EL CAMINO DE LA FE NO ES UN PASEO, SINO EXIGENTE Y ARDUO: ÁNGELUS DEL 29/06/2022

Una Plaza de San Pedro repleta de fieles y peregrinos, pero sobre todo de romanos de fiesta en la Solemnidad de sus patronos, los Santos Apóstoles Pedro y Pablo. Tras la Santa Misa, celebrada en la Basílica en una Solemnidad que es también ocasión para la entrega del palio episcopal a los nuevos Arzobispos Metropolitanos del mundo, el Pontífice recordó este 29 de junio que para adherir plenamente al Evangelio es necesario un tiempo de maduración de la fe, de aprendizaje y humildad que los santos patronos de Roma superaron con su testimonio, incluso hasta la muerte en la cruz como San Pedro. Reproducimos a continuación, el texto de su alocución, traducido del italiano:

¡Queridos hermanos y hermanas!

El Evangelio de la Liturgia de hoy, Solemnidad de los Santos Patronos de Roma, relata las palabras que Pedro dirige a Jesús: «Tú eres el Cristo, el Hijo de Dios vivo» (Mt 16, 16). Es una profesión de fe, que Pedro pronuncia no con base en su comprensión humana, sino porque Dios Padre se la inspiró (cf. v. 17). Para el pescador Simón, llamado Pedro, fue el comienzo de un camino: tendrá, en efecto, que pasar mucho tiempo antes de que el alcance de esas palabras entre profundamente en su vida, involucrándola por completo. Hay un “aprendizaje” de la fe, que afectó también a los apóstoles Pedro y Pablo, similar al de cada uno de nosotros. También nosotros creemos que Jesús es el Mesías, el Hijo de Dios vivo, pero hacen falta tiempo, paciencia y mucha humildad para que nuestra forma de pensar y actuar se adhiera plenamente al Evangelio.

Esto, el apóstol Pedro lo experimentó inmediatamente. Justo después de haber declarado a Jesús su fe, cuando Él le anuncia que tendrá que sufrir y ser condenado a muerte, rechaza esta perspectiva, que considera incompatible con el Mesías. Se siente incluso obligado a reprender al Maestro, que a su vez le apostrofa: «¡Apártate de mí, Satanás! Eres escándalo para mí, porque no piensas según Dios, sino según los hombres» ( v. 23).

Pensemos en ello: ¿no nos ocurre lo mismo también a nosotros? Repetimos el Credo, lo decimos con fe; pero ante las duras pruebas de la vida, parece que todo se tambalea. Nos sentimos inclinados a protestar ante el Señor, diciéndole que no es justo, que debe haber otros caminos, más rectos, menos fatigosos. Vivimos la laceración del creyente, que cree en Jesús, confía en Él; pero al mismo tiempo siente que es difícil seguirle y es tentado a buscar caminos distintos a los del Maestro. San Pedro vivió este drama interior, y necesitó tiempo y maduración. Al principio se horrorizaba ante el pensamiento de la cruz; pero al final de la vida dio testimonio del Señor con valentía, hasta el punto de hacerse crucificar —según la tradición— con la cabeza hacia abajo, para no ser igual al Maestro.
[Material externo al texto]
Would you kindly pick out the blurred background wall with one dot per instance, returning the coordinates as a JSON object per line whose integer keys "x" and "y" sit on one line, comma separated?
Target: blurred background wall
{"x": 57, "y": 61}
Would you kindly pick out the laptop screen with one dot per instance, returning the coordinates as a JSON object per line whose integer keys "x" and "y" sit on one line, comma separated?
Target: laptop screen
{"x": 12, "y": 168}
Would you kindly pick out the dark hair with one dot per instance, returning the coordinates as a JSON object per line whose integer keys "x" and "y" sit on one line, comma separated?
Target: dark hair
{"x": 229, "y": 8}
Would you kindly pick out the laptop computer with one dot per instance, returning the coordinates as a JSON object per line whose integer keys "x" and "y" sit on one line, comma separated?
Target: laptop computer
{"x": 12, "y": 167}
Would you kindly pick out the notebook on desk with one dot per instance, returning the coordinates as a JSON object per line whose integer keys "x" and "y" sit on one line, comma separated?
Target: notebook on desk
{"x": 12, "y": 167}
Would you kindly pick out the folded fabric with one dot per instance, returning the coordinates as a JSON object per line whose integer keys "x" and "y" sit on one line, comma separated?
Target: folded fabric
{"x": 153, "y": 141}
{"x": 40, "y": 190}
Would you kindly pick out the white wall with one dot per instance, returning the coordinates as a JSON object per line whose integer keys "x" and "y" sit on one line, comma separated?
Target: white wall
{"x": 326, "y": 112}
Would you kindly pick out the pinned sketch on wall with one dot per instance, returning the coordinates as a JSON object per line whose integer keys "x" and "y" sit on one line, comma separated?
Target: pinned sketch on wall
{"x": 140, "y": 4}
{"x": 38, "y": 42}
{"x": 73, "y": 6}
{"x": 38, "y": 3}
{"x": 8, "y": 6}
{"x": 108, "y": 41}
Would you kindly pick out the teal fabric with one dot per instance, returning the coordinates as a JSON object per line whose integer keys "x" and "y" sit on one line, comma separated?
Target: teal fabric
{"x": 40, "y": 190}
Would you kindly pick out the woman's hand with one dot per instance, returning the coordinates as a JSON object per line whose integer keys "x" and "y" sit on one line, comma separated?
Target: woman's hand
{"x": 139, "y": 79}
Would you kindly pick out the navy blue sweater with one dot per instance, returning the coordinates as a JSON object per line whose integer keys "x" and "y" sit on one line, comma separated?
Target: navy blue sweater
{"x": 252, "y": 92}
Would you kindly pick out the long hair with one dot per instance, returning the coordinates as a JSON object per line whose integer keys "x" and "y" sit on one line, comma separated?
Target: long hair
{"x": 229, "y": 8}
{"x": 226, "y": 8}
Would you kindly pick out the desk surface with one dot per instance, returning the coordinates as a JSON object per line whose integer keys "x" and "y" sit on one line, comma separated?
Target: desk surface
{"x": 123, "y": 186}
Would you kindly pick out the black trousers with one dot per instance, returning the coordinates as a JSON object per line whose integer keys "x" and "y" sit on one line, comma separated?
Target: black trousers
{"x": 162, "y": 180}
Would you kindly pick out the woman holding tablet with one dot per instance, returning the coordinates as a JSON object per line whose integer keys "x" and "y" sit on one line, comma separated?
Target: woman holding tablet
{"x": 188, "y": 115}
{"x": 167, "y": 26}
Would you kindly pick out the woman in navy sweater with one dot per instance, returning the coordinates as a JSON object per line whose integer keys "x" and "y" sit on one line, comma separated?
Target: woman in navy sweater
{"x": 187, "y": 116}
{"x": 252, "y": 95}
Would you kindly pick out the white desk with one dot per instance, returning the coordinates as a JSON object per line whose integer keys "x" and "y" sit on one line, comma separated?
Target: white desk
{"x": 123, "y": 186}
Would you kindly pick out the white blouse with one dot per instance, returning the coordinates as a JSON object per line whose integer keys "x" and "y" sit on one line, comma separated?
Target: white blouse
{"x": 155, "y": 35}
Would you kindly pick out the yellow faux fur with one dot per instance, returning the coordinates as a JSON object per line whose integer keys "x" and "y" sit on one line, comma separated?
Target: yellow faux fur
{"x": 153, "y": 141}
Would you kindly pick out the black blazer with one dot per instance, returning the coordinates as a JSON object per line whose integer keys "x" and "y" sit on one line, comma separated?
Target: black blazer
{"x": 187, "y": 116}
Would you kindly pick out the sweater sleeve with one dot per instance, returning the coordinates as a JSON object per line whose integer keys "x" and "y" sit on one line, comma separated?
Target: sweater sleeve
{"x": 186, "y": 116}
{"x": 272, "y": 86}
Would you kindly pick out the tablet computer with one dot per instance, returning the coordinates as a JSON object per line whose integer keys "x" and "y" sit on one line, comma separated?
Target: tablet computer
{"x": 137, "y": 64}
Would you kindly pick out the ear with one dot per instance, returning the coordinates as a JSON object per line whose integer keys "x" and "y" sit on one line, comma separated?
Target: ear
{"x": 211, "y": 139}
También el apóstol Pablo tiene su propio recorrido, también él pasó por una lenta maduración de la fe, experimentando momentos de incertidumbre y duda. La aparición del Resucitado en el camino de Damasco, que de perseguidor le hizo cristiano, debe verse como el inicio de un recorrido durante el cual el Apóstol se enfrentó a las crisis, los fracasos y los continuos tormentos de lo que él llama una “espina en la carne” (cf. 2 Cor 12,7). El camino de la fe nunca es un paseo, para nadie, ni para Pedro ni para Pablo, para ningún cristiano. El camino de la fe no es un paseo, sino que es exigente, a veces arduo: incluso Pablo, convertido en cristiano, deben aprender a serlo hasta el fondo gradualmente, sobre todo en los momentos de prueba.

A la luz de esta experiencia de los santos apóstoles Pedro y Pablo, cada uno de nosotros puede preguntarse: cuando profeso mi fe en Jesucristo, el Hijo de Dios, ¿lo hago con la conciencia de que siempre debo aprender, o presumo que “ya lo tengo todo resuelto”? Y una vez más: en las dificultades y pruebas, ¿me desanimo, me quejo, o aprendo a hacer de ellas ocasión para crecer en la confianza en el Señor? Él de hecho —escribe Pablo a Timoteo—nos libra de todo mal y nos lleva a salvo al cielo (cf. 2 Tim 4, 18). Que la Virgen María, Reina de los Apóstoles, nos enseñe a imitarlos avanzando día a día por el camino de la fe.